June 7, 2023

Neighborhood Urban Gardening Takes Root in Trenton and Lambertville

IN FULL BLOOM: Backyard settings like this one, from last year’s Mill Hill Garden Tour, will be open to the public in Trenton this Saturday from 12 to 5 p.m. (Photo by Jeffrey Tryon)

By Anne Levin

In Trenton’s Mill Hill neighborhood and on the streets of Lambertville, summer gets off to an unofficial start this time of year with annual, self-guided garden tours in urban settings. This year in both locales, residents open their gardens —some meticulously tended, others a bit more wild — to the public on Saturday, June 10.

The Mill Hill tour coincides with Taste Trenton, the capital city’s seventh annual restaurant crawl (held Friday-Sunday). And in Lambertville, a native plant sale known as Lambertville Goes Wild is held Saturday at Cavallo Park, 2 Mount Hope Street, with experts on hand to give gardening advice. Hours are 10 a.m. to 2 p.m.

This is the 32nd year for the Mill Hill tour, which raises funds for historic preservation grants that assist the district’s homeowners and business owners in maintaining its landmark standards.

“The garden tour is one of Trenton’s most longstanding, celebrated summer events and offers everyone — including neighbors, families, friends, and attendees — the opportunity to browse dozens of incredibly landscaped urban gardens and public spaces, situated behind one of the most beautifully historic neighborhoods in central New Jersey,” said Meaghan Singletary, who is co-chairing this year’s event with her fiancé, Joseph Kuzemka. The two own the Out of Step Offbeat Boutique and General Store located at the Trenton Farmers Market.

“Our garden at the side of our house at 264 Jackson Street is one of the stronger ones in the area,” said Kuzemka. “There is a deck garden at 159 Mercer Street, owned by Dan Spalding, who is the conductor of the Capital Philharmonic. It’s on the tour for the first time.
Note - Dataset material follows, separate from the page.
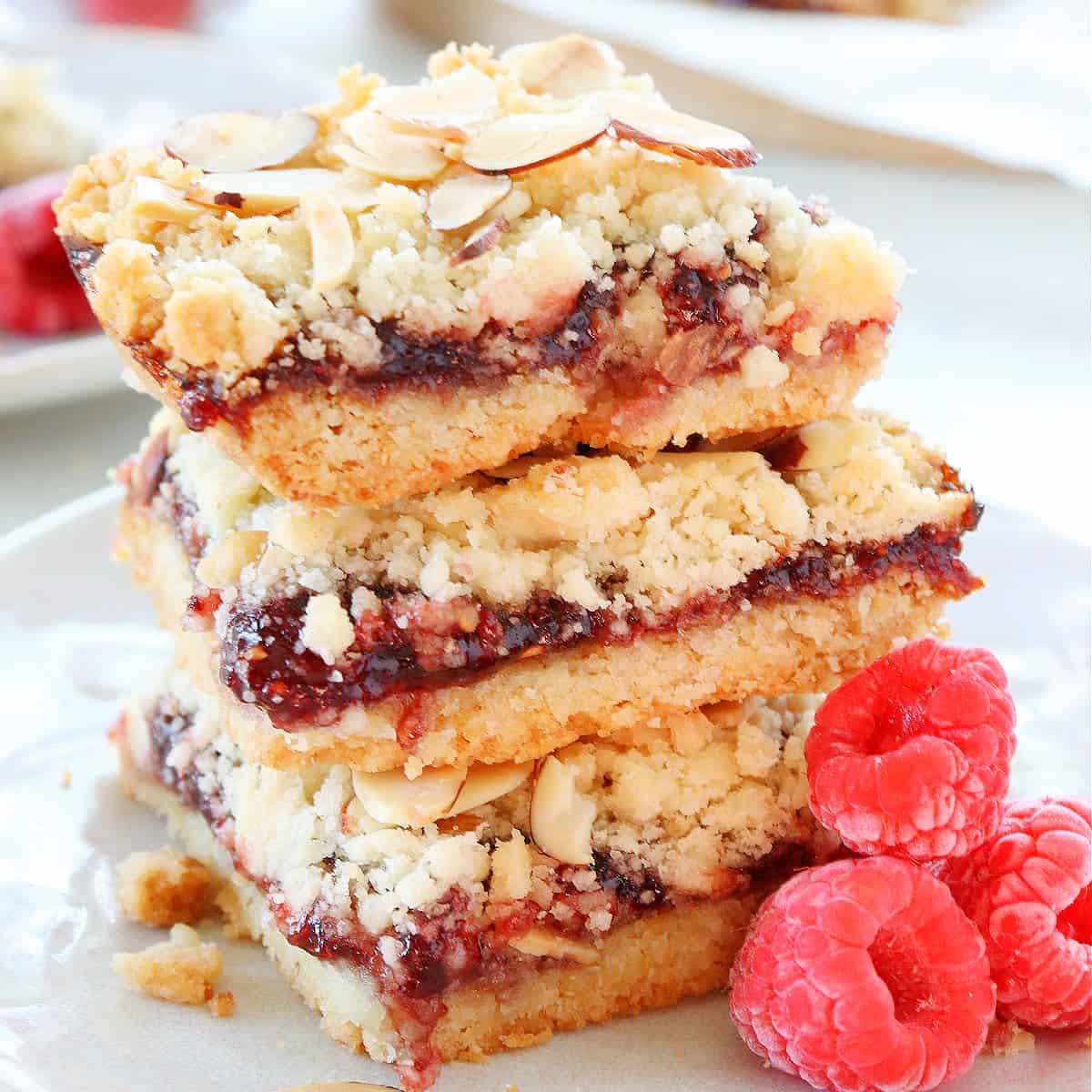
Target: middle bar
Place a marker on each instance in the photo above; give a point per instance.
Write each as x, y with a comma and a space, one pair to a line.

Bill Kucas’ garden at 113 Jackson is spectacular [Kucas owns Garden Makers Landscaping]. And those are just a few standouts.”

Entertainment, art in action, and refreshments are part of the day. At Singletary and Kuzemka’s garden, painter/illustrator/photographer Nagiyd Ewell, who painted the mural on the entrance of the Artworks building, will be creating a work of art, and cold drinks from Kafe Ojala at the Trenton Farmers Market will be available. Artist Alia Bensliman, known for drawings and paintings inspired by her Tunisian heritage with a focus on North African and Berber art, will also create work during the day.

At the newly refurbished garden on Clay Street of Old Mill Hill Society President Oriol R. Gutierrez, the James Stewart Trio will be playing live jazz. Sponsors of the tour are hoping to have experts from Isles, Urban Agriculture, and Climate Corps on hand at the Friends Community Garden at 151 Mercer Street [headquarters of Mercer Street Friends], which is planted by neighborhood residents and especially colorful this year.

Tickets to the tour, which is open from 12 to 5 p.m., are $20, available at TrentonMillHill.org in advance or at Artworks Trenton, 19 Everett Alley, the day of the event.

For sustenance, those attending the Mill Hill tour can stroll over to the eateries featured as part of Taste Trenton. Cuisines include Costa Rican, Venezuelan, Dominican, Polish, Guatemalan, BBQ, classic African American, New Orleans, and more. Hours have been expanded this year to include breakfast, and the traditional Irish pub Tir na nOg will offer a special drink. The tour is self-guided and offers reduced price dishes to those who wear special wristbands.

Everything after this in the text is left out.